Charles-Alexandre Thevenin, Directeur Général de Diaverum Maroc, a rappelé que l’entreprise fait partie du groupe M42 et de sa plateforme Global Patient Care. Cette organisation permet, selon lui, d’appuyer l’activité marocaine sur des outils de suivi, des indicateurs standardisés et des pratiques de soins harmonisées.
Le groupe prévoit aussi une utilisation progressive de solutions fondées sur l’intelligence artificielle. Ces outils doivent contribuer au suivi des maladies rénales, au diagnostic médical et à la prise en charge des pathologies associées. Diaverum indique que ces modèles sont en cours de déploiement au niveau international.
Au Maroc, l’entreprise met également en avant certaines initiatives environnementales. Une clinique du réseau national fonctionne déjà à l’énergie solaire. Le groupe prévoit d’étendre progressivement cette démarche à d’autres établissements.

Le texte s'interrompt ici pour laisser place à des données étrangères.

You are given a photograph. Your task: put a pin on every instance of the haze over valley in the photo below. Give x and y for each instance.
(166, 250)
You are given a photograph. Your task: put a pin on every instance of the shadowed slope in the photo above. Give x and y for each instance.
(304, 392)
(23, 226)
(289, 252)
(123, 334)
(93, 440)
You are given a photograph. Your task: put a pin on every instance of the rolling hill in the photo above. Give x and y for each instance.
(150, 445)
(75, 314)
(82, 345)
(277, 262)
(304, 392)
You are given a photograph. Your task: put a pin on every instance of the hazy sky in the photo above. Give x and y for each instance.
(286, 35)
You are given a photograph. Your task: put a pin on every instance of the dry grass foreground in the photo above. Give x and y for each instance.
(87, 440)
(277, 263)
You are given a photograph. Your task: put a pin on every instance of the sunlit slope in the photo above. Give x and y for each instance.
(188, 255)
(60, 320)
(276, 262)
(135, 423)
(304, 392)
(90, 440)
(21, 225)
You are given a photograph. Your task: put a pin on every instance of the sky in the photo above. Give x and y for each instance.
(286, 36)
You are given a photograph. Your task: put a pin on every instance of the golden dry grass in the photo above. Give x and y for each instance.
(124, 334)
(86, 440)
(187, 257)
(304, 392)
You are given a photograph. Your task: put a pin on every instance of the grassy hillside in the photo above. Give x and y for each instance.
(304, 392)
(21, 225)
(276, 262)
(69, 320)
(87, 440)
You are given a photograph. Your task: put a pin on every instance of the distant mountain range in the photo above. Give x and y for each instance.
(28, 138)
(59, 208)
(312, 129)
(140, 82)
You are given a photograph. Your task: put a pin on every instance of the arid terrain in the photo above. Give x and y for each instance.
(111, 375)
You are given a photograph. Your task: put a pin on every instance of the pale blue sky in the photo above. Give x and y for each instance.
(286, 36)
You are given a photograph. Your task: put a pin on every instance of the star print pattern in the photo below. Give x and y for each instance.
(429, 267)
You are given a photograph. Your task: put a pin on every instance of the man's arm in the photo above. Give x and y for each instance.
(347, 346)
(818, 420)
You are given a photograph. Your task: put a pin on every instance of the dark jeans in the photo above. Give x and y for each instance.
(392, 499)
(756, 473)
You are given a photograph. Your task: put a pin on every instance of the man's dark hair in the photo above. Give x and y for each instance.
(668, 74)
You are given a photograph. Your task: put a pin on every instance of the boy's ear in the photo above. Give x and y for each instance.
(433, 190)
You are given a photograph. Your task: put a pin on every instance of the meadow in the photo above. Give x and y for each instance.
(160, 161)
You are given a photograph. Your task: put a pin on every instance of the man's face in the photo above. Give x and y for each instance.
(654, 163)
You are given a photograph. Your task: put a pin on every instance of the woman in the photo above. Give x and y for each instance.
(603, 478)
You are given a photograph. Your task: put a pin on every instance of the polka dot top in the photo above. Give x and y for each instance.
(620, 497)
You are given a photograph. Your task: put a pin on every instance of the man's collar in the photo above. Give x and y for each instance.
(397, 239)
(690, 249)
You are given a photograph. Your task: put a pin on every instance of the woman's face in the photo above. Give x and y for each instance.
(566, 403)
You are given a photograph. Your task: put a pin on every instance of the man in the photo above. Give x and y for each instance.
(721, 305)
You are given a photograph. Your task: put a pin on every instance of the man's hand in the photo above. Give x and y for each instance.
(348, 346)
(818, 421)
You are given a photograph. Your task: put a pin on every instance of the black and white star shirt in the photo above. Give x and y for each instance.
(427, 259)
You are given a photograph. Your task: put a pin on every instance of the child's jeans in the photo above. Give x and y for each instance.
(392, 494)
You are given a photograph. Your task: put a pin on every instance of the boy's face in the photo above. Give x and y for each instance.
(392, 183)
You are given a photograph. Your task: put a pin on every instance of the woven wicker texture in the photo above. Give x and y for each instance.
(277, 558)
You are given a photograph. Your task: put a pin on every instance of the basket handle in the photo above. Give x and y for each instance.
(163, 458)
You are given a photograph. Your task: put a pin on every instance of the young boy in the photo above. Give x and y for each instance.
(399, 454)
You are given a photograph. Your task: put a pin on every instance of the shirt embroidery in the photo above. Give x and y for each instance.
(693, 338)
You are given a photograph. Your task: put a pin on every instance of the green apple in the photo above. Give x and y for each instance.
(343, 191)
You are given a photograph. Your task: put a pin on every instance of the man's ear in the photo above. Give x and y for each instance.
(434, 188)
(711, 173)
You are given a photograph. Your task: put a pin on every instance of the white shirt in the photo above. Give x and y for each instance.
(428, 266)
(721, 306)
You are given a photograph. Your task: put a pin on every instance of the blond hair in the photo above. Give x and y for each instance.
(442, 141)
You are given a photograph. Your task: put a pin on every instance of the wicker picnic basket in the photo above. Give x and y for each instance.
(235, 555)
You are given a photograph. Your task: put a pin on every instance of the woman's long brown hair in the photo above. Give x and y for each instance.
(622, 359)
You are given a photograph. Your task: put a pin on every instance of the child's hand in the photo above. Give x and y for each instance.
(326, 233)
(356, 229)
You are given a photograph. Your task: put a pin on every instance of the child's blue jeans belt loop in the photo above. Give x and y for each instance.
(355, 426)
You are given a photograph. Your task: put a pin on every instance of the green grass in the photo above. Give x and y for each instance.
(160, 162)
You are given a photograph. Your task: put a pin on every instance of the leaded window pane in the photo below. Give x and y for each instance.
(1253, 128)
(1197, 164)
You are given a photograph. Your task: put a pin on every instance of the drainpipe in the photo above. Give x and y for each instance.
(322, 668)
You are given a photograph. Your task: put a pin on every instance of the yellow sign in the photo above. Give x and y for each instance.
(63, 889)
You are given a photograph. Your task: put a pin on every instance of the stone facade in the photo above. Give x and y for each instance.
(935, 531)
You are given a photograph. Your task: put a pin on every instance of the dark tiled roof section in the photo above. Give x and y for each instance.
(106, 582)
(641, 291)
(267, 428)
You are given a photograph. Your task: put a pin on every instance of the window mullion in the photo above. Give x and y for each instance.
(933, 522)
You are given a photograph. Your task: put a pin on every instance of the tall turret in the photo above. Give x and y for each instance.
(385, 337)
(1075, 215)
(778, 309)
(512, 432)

Le volet médical a été présenté par le Dr El Hocein Dkhissi, Directeur Médical de Diaverum Maroc. Il a décrit une prise en charge qui combine le traitement, l’accompagnement psychologique et l’éducation thérapeutique. Cette approche vise à suivre le patient au-delà des seules séances de dialyse.
L’entreprise emploie 240 professionnels au Maroc. Leur formation continue est assurée à travers d.ACADEMY, une plateforme interne destinée aux équipes médicales et soignantes. Diaverum Maroc indique aussi que 87 pour cent de ses collaborateurs considèrent le groupe comme un excellent lieu de travail.
Les outils numériques occupent une place importante dans l’organisation des soins. Khalid Sabik, Directeur de la Qualité et des Soins, a présenté d.CARE, une plateforme consacrée aux données de santé rénale, ainsi que TGS, un système utilisé pendant les séances pour saisir les informations de soins au plus près du patient.
L’objectif affiché est de faciliter le suivi, d’améliorer la traçabilité des informations et de réduire les risques d’erreurs dans la prise en charge. Le groupe indique que ses modèles d’intelligence artificielle prédictive devraient couvrir, à terme, plus de 60 pour cent de ses patients dans le monde.
Diaverum Maroc a également présenté son programme d.HOLIDAY, destiné aux patients voyageurs. Ce dispositif permet à des personnes suivies pour une insuffisance rénale chronique de poursuivre leurs traitements lors de déplacements dans les pays où le groupe dispose de cliniques.
Au Maroc, plus de 1.700 traitements ont été réalisés dans le cadre de ce programme. L’entreprise souhaite développer davantage cet accueil, en s’appuyant sur le réseau international de Diaverum, qui compte plus de 450 cliniques.
La direction de Diaverum Maroc a enfin indiqué vouloir s’inscrire dans les réformes en cours du système de santé marocain, notamment la généralisation de la Protection Sociale portée sous l’impulsion de S.M le Roi Mohammed 6 et la mise en place progressive de la Haute Autorité de Santé.